We must have been about the last aboard, for every inch of space seemed to be crowded with soldiers. I stepped across the deck and a sailor pushed a huge mug of steaming cocoa in my hands. It was as welcome as anything I ever drank, but made me sleepier than ever. A naval officer guided me down steep steel ladders, we picked our delicate way along corridors strewn with sleeping men, to the ward room. Ten minutes later with my greatcoat under my head on the steel floor under the table, I was sound asleep. Only vaguely I heard the four-inch anti-aircraft gun ten feet above my head commence its shattering roar at dawn. It shook the floor where I lay all day almost without pause. But I was oblivious ... sleep and more sleep seemed to be the only thing that mattered.
...I rubbed the sleep from my eyes and gazed delightedly at the lovely scene. Grandeur, quiet, deceptive peace.
‘What place is this?’ I asked the Tar who was lovingly polishing the ‘Chicago Piano’ – a multiple anti-air weapon like a set of organ pipes. He gave me a wondering glance out of red-rimmed eyes set in a face grimy with cordite smoke.

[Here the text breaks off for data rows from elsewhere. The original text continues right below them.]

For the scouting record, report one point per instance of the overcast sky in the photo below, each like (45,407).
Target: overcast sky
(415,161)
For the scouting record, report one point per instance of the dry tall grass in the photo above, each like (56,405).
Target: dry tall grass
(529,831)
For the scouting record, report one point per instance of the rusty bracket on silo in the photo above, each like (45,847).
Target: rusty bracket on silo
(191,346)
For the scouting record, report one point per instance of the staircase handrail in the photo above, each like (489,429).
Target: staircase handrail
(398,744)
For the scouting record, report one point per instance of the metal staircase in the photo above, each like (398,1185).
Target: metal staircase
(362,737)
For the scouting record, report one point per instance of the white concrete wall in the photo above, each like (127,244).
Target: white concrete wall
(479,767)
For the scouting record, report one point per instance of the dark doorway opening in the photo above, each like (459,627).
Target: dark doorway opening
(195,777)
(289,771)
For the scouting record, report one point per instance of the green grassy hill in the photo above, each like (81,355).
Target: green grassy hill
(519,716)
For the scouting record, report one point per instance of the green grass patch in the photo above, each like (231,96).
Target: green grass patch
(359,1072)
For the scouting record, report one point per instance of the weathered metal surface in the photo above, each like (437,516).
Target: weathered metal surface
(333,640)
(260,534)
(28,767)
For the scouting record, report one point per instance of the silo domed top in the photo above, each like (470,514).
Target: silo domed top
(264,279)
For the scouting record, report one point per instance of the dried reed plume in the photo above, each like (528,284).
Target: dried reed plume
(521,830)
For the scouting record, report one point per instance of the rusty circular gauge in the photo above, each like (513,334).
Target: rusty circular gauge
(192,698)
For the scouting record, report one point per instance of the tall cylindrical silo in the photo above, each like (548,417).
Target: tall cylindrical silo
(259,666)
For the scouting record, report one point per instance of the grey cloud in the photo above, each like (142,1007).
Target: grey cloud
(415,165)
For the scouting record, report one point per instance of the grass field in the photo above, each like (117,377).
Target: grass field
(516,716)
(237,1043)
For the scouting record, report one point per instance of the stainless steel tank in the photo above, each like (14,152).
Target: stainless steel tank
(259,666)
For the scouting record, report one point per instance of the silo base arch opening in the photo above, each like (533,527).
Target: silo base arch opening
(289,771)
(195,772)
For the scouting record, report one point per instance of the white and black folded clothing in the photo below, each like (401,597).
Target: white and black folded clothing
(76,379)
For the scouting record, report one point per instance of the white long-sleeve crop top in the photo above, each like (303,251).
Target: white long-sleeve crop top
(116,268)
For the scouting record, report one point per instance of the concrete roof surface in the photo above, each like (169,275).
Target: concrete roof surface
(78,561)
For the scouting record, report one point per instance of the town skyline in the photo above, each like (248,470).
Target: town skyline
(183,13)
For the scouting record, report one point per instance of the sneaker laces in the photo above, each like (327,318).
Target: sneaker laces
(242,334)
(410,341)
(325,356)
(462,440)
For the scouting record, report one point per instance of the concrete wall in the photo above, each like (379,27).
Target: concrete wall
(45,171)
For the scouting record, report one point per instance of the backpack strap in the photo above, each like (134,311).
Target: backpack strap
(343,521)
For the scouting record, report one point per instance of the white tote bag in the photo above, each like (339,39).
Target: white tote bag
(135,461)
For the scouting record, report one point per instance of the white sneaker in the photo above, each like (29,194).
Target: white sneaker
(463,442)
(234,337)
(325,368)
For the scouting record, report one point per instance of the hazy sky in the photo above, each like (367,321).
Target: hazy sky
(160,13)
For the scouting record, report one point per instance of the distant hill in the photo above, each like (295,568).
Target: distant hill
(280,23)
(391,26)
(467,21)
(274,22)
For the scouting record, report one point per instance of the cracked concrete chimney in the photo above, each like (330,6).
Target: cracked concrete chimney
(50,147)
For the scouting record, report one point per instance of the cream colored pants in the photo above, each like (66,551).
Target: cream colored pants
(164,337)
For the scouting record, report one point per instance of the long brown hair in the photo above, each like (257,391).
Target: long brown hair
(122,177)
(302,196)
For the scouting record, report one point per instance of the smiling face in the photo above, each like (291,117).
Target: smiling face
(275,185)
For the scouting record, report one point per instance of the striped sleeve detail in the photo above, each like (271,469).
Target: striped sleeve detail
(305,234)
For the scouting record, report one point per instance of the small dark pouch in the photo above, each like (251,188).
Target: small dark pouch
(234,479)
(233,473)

‘This is Suda Bay, in Crete,’ he told me, ‘and the sooner we get out of it the better I’ll like it. No harbour for me in this weather. Give me the open sea.’

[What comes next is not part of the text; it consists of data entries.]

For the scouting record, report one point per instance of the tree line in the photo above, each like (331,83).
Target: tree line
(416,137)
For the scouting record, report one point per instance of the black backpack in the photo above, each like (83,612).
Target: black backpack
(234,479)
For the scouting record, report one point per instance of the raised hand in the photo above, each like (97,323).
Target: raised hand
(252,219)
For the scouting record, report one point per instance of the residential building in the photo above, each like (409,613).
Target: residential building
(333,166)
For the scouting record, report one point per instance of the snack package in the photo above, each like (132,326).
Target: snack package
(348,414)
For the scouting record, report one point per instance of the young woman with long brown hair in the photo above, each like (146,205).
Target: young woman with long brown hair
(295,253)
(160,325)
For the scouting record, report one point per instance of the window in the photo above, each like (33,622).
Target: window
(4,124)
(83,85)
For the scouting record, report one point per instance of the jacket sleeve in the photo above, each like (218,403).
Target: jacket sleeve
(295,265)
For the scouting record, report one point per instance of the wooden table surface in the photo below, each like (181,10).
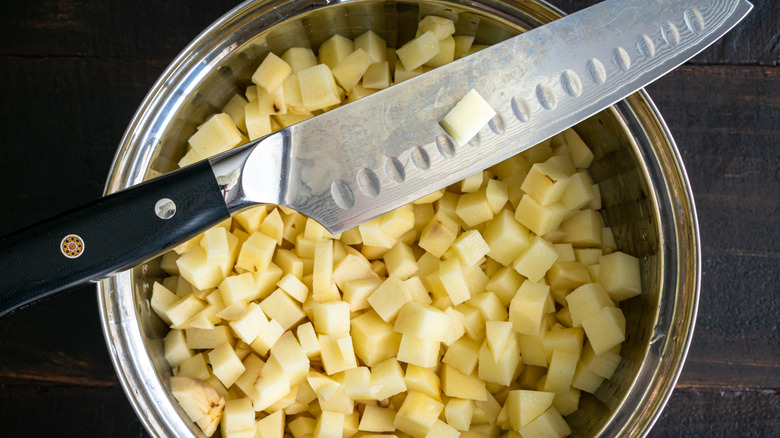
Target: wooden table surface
(72,73)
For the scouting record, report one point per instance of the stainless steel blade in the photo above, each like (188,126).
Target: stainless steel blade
(354,163)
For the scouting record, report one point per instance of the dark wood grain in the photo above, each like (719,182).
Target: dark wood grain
(72,73)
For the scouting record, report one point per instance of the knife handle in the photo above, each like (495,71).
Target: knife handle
(108,235)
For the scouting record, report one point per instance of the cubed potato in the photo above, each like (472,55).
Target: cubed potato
(586,300)
(458,413)
(453,281)
(377,419)
(318,87)
(377,76)
(283,309)
(351,69)
(441,27)
(334,49)
(458,385)
(620,276)
(549,423)
(299,58)
(524,406)
(400,261)
(331,317)
(271,72)
(417,414)
(388,299)
(470,247)
(418,51)
(605,329)
(389,377)
(446,53)
(329,425)
(374,339)
(467,117)
(462,45)
(218,134)
(536,259)
(503,370)
(528,307)
(422,321)
(337,353)
(417,351)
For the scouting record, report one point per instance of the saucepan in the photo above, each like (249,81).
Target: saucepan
(646,198)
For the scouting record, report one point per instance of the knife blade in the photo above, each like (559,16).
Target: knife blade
(389,149)
(354,163)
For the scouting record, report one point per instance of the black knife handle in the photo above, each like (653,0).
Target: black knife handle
(108,235)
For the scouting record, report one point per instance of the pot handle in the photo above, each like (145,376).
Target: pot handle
(108,235)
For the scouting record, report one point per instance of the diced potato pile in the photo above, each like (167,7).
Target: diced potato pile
(484,308)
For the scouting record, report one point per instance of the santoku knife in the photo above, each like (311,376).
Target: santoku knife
(354,163)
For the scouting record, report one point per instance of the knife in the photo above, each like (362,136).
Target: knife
(354,163)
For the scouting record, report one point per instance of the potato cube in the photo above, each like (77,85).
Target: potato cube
(463,355)
(388,299)
(540,219)
(271,426)
(620,276)
(377,76)
(388,376)
(422,322)
(226,364)
(283,309)
(503,370)
(524,406)
(267,337)
(331,317)
(583,229)
(175,348)
(329,425)
(458,413)
(299,58)
(470,247)
(458,385)
(372,44)
(318,87)
(271,72)
(218,134)
(536,259)
(337,353)
(549,423)
(374,339)
(420,352)
(256,253)
(468,117)
(462,45)
(334,49)
(194,268)
(528,307)
(351,69)
(251,324)
(400,261)
(417,414)
(238,417)
(418,51)
(446,53)
(438,235)
(587,300)
(257,124)
(605,329)
(377,419)
(441,27)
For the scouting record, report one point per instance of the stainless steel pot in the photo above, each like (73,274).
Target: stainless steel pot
(645,192)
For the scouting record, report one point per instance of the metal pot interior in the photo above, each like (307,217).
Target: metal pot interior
(644,189)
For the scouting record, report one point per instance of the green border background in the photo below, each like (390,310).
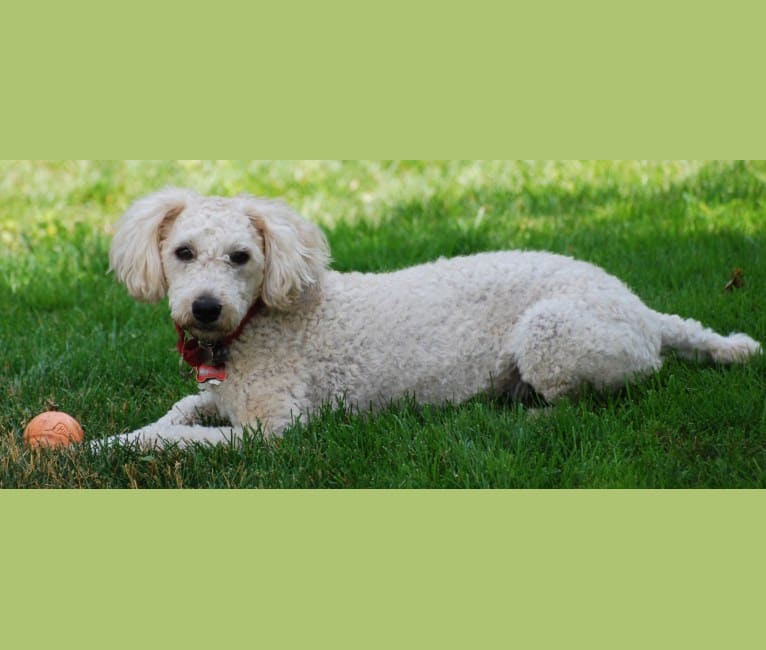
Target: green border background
(548,79)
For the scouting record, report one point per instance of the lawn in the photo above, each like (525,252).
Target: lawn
(674,231)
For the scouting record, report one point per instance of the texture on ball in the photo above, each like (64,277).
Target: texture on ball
(53,429)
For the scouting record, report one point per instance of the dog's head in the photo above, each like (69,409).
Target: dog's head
(214,257)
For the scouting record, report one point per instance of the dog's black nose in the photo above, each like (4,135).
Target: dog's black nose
(206,309)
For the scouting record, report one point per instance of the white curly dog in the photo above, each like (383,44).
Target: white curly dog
(274,334)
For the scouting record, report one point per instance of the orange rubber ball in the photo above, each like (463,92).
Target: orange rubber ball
(53,429)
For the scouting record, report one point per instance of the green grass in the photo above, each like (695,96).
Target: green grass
(672,231)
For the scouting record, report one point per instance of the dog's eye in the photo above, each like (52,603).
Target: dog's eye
(185,254)
(239,258)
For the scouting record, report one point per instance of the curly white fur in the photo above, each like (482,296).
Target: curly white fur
(508,322)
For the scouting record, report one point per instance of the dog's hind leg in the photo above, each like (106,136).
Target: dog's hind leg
(561,345)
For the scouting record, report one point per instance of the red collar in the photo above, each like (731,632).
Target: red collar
(209,360)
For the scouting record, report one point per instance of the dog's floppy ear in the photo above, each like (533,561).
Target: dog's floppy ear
(296,251)
(135,253)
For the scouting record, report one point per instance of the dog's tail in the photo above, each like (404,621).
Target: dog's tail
(692,340)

‘You seem to have had a busy time with that pom-pom of yours today. Were there many planes about?’
He turned on me in amazement. ‘Hell, many planes?’ he echoed. ‘Say, weren’t you on this trip?’
‘Just asleep,’ I explained, unconvincingly. ‘By the way, what ship is this?’
‘This,’ he replied with some very pardonable pride, ‘is the anti-aircraft cruiser Calcutta!’ [Her second evacuation to Crete in two days.]